A series of bad campaign moves, notably putting herself forward as the candidate for the centre-right Christian Democrat party (known by its acronym Copei), diluted her popularity and Col Chavez surged to the front with a predicted 50 per cent of votes.

In a last-minute effort to keep him from power, both Copei and the country's other traditional big party, the centre-left Democratic Action, united behind a single candidate.

Both are now pinning their hopes on Henrique Salas Romer, 62, the suave, Yale-educated businessman and former economics professor best known for his successful tenure as governor of the state of Carabobo. He has pledged to halve the 1.3 million state workers whose salaries are seen as a drain on the budget and to implement a low-interest credit programme for small businesses.

In the latest polls, Mr Salas is trailing Col Chavez by 12 points, with a predicted 38 per cent of the vote. Ms Saez, who said she would run as an independent after being pushed aside by Copei, looks like receiving only a single-figure percentage.

Reacting to the name of Col Chavez's coalition, the Patriotic Pole, his opponents have billed themselves the Democratic Pole but Ms Saez said the new name merely polarises the nation further. "We are all democratic and we are all patriotic," she said at a campaign rally in Caracas. "We are all one people."

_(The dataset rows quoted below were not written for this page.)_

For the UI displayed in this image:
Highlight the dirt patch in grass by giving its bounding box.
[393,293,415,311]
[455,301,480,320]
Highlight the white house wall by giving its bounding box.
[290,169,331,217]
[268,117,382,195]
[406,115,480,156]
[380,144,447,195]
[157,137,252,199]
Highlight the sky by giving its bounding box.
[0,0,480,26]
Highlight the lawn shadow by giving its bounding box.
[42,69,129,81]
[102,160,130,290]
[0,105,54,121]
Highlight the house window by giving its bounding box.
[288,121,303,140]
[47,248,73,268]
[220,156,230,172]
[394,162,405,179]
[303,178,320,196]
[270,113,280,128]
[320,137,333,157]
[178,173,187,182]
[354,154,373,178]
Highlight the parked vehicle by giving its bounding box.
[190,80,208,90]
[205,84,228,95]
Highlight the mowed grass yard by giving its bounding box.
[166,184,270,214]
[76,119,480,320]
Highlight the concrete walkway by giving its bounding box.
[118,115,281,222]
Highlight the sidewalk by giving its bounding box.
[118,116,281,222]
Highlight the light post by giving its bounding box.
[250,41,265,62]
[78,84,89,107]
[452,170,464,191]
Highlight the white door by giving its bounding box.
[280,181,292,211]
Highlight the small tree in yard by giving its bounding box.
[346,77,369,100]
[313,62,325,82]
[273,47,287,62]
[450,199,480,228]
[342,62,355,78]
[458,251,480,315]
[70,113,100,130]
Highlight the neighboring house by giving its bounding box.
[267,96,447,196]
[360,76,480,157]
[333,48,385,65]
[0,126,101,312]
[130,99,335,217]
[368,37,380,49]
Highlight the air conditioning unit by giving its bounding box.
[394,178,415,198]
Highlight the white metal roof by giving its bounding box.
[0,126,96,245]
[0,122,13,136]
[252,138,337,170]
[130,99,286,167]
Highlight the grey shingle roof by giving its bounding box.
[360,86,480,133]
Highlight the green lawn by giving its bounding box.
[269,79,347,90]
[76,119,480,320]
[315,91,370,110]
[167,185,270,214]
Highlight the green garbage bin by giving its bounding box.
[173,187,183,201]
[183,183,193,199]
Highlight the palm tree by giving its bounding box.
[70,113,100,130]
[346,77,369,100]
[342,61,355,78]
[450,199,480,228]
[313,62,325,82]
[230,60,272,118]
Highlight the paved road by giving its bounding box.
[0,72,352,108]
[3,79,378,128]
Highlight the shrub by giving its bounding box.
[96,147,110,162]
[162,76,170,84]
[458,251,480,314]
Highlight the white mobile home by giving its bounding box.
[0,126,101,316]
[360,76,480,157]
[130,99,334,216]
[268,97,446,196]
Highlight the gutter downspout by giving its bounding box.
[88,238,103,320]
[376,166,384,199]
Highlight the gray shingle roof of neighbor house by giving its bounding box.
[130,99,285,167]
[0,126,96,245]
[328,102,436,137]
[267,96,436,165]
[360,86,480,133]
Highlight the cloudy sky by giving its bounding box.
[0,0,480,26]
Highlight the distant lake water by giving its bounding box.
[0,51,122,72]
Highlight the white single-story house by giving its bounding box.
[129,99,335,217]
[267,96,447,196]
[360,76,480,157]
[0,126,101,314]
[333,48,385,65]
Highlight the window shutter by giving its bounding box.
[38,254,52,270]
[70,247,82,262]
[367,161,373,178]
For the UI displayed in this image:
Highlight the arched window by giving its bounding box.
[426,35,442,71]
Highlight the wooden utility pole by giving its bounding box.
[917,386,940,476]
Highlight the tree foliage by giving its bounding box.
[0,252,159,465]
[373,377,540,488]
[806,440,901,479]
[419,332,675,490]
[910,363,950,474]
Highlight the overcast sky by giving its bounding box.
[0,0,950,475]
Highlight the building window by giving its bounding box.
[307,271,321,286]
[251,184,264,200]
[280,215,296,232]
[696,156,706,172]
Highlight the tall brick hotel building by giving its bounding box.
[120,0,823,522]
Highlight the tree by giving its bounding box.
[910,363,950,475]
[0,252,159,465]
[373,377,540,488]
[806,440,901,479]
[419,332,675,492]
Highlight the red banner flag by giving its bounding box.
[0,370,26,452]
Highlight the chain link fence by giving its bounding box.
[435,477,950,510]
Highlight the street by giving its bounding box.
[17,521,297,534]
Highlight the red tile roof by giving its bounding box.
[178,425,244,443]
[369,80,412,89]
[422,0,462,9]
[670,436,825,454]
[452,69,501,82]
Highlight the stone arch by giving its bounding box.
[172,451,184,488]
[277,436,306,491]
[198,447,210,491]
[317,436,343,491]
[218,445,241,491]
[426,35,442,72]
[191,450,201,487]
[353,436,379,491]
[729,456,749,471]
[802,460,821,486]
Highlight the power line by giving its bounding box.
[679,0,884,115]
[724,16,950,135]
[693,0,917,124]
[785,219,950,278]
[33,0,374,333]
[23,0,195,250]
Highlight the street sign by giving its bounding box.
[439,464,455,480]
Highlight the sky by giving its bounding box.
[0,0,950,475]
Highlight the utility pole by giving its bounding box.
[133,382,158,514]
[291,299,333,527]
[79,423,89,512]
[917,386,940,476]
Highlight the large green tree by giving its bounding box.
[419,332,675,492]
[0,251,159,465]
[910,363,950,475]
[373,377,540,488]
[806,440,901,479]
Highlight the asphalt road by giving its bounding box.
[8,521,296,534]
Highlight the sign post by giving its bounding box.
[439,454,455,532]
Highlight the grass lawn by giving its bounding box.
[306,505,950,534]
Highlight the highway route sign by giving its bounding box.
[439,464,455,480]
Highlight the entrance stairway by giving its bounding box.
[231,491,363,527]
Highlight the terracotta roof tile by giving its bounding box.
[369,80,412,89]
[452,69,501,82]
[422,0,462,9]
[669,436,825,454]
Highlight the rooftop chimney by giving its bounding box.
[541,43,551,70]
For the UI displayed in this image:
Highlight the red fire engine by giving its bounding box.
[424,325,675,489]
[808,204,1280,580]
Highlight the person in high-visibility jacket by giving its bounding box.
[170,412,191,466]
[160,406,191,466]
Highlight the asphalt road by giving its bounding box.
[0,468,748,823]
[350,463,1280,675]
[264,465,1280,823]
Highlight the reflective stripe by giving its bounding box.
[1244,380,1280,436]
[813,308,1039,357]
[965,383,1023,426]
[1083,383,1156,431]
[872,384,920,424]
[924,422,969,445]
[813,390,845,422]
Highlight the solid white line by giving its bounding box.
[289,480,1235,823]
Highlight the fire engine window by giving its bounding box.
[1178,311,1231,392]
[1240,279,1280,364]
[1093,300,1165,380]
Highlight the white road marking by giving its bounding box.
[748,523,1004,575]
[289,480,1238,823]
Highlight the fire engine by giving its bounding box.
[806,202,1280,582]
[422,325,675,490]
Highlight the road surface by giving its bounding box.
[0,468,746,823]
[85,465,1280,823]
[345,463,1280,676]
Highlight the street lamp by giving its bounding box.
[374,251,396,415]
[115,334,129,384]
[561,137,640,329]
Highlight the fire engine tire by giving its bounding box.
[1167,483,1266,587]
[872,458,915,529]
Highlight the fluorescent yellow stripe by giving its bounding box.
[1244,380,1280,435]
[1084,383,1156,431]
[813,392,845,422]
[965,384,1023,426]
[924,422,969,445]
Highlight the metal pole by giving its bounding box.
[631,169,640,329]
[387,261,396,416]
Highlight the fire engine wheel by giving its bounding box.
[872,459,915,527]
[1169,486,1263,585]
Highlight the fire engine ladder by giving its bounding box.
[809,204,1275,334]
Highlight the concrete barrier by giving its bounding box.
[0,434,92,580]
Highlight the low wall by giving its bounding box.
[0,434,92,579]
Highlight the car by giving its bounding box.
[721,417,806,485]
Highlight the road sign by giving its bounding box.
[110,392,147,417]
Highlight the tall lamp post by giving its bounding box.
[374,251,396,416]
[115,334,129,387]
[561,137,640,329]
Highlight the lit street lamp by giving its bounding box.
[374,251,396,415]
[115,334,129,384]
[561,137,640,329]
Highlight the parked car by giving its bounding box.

Well aware that his best chance is to scare voters away from his main opponent, Mr Salas upped the ante yesterday when he labelled Col Chavez "a monster, a coward and a potential dictator".

His comments not only heated up the campaign but poured fuel on rumours that the armed forces, fearing a Castro-style populist regime, might launch a coup d'etat if their former comrade wins.

The man Col Chavez tried to overthrow in 1992, the then President Perez, this week warned of a "violent rupture of the constitutional order" if Col Chavez wins.

"We have to admit we're within sight of a possible coup d'etat," he said.

As it turned out, it was not Col Chavez who overthrew Mr Perez - widely known in Venezuela as "Cap" from his initials - but corruption charges. The former president was jailed in 1993 until recently. The man elected to succeed Mr Perez - current President Rafael Caldera - pardoned Col Chavez in 1994 after he had spent two years in jail for his coup attempt.

"Go ahead, call me a coup leader," Col Chavez yelled at a recent campaign rally. "Raise your hands if you think the coup was justified." The thousands present did so. His support shows disillusionment with the fact that the free-market economics pushed forward by President Caldera have brought no improvement for the country's poor.

It is a sentiment increasingly seen throughout Latin America. Added to that is the widespread feeling that Mr Caldera's government has hovered between inept and corrupt.

"Chavez will not be beaten by any earthling," said Aristobulo Isturiz, a political analyst. "Someone would have to come from another planet."

"He's nuts. He's completely out of his mind," said Carlos Delgado, an architecture professor. "If he wins, I'll go underground."